Lately, I haven’t had the opportunity to complete as much pleasure reading as I would like. For example, I started reading Elizabeth Gilbert’s best selling memoir, Eat Pray Love in August. I just finished the book a few weeks ago. In a previous post, I revealed my one motivation for reading it.
I have now settled into the summer like everyone else, and have been able to read a few non-seminary required books. Finishing Eat Pray Love was at the top of my list and since I have had several inquiries over the past few weeks concerning pleasure reading, what I am reading, and do I recommend this book, let me provide a quick response here:
After finishing the book, these are the scriptures that I wrote across the title page:
“Dear friends, do not believe every spirit but test the spirits to see whether they are from God.” 1 John 4:1A NIV
“This is how you can recognize the Spirit of God: Every Spirit that acknowledges that Jesus Christ has come in the flesh is from God, but every spirit that does not acknowledge Jesus is not from God.” 1 John 3:2-3A
“The man without the Spirit does not accept the things that come from the Spirit of God, for they are foolishness to him, and he cannot understand them, because they are spiritually discerned.” 1 Corinthians 2:14
The author placed herself in this category when she stated very early in the book, on page 14 to be exact, “While I do love that great teacher of peace who is called Jesus, and while I do reserve the right to ask myself in certain trying situations what indeed He would do, I can’t swallow that one fixed rule of Christianity insisting that Christ is the only path to God.” Jesus fixed the rule, sorry. She placed herself in a dangerous position going out into the world seek spirits with no discernment of which spirit was from God and which was from the devil.

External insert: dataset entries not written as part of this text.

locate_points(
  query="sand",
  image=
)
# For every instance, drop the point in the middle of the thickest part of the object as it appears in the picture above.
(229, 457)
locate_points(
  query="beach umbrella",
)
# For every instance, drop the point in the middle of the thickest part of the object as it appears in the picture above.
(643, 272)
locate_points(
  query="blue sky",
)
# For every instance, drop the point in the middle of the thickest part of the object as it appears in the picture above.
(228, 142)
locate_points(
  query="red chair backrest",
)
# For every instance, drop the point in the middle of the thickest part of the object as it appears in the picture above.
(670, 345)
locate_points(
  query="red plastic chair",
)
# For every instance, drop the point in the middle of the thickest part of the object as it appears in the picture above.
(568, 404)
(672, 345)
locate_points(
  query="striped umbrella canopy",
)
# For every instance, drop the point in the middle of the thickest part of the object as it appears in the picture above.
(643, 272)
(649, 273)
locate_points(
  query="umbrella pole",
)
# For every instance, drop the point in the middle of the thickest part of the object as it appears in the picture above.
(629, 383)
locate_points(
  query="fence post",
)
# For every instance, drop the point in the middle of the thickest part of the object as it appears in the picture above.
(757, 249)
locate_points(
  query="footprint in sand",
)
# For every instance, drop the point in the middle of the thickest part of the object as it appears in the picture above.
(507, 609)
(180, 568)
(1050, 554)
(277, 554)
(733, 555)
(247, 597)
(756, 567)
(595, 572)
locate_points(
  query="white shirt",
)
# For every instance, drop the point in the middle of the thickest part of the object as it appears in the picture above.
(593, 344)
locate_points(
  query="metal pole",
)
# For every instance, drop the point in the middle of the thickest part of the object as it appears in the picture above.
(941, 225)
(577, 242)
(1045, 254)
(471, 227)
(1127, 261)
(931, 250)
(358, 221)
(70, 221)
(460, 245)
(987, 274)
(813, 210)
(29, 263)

There are many other scriptures concerning the spiritual issues raised in this book but the final one that I will highlight comes from the Apostle Paul when he warns concerning false spiritual teachers: “Do not let anyone who delights in false humility and the worship of angels disqualify you from the prize. Such a person goes into great detail about what he has seen, and his unspiritual mind puffs him up with idle notions Col 2:18.” In short, Paul is warning his hearers to not disqualify themselves from eternal salvation through Jesus Christ by listening to the crafty, yet false messages of those who do not know Christ.
So the big picture is that Christ reigns supreme regardless of what Elizabeth Gilbert believes or how well she writes. In addition to her rejection of Christ, I would challenge a non-Christian to consider the kind of civilization we would live in if all adults behaved as Elizabeth Gilbert does in her book.
What if we all got divorced simply because we didn’t want to be married anymore? What if we all temporarily escaped to avoid confronting the reality that we screwed up? What if we all quit when times got hard? Denied our responsibilities? Did whatever made us happy regardless of the outcome or who we hurt in the process?
That would not be a sustainable society at all, so all things considered; I cannot in good conscience recommend this book for summer reading.
If you are interested in reading a memoir this summer, pick up Left to Tell: Discovering God Amidst the Rwandan Holocaust by Immaculeé Ilibagiza or if you are looking for something lighter, Susan E. Isaacs’ Angry Conversations with God is pretty funny.
I’ll start reading The Help this weekend.
What are you reading this summer? Do you have any recommendations?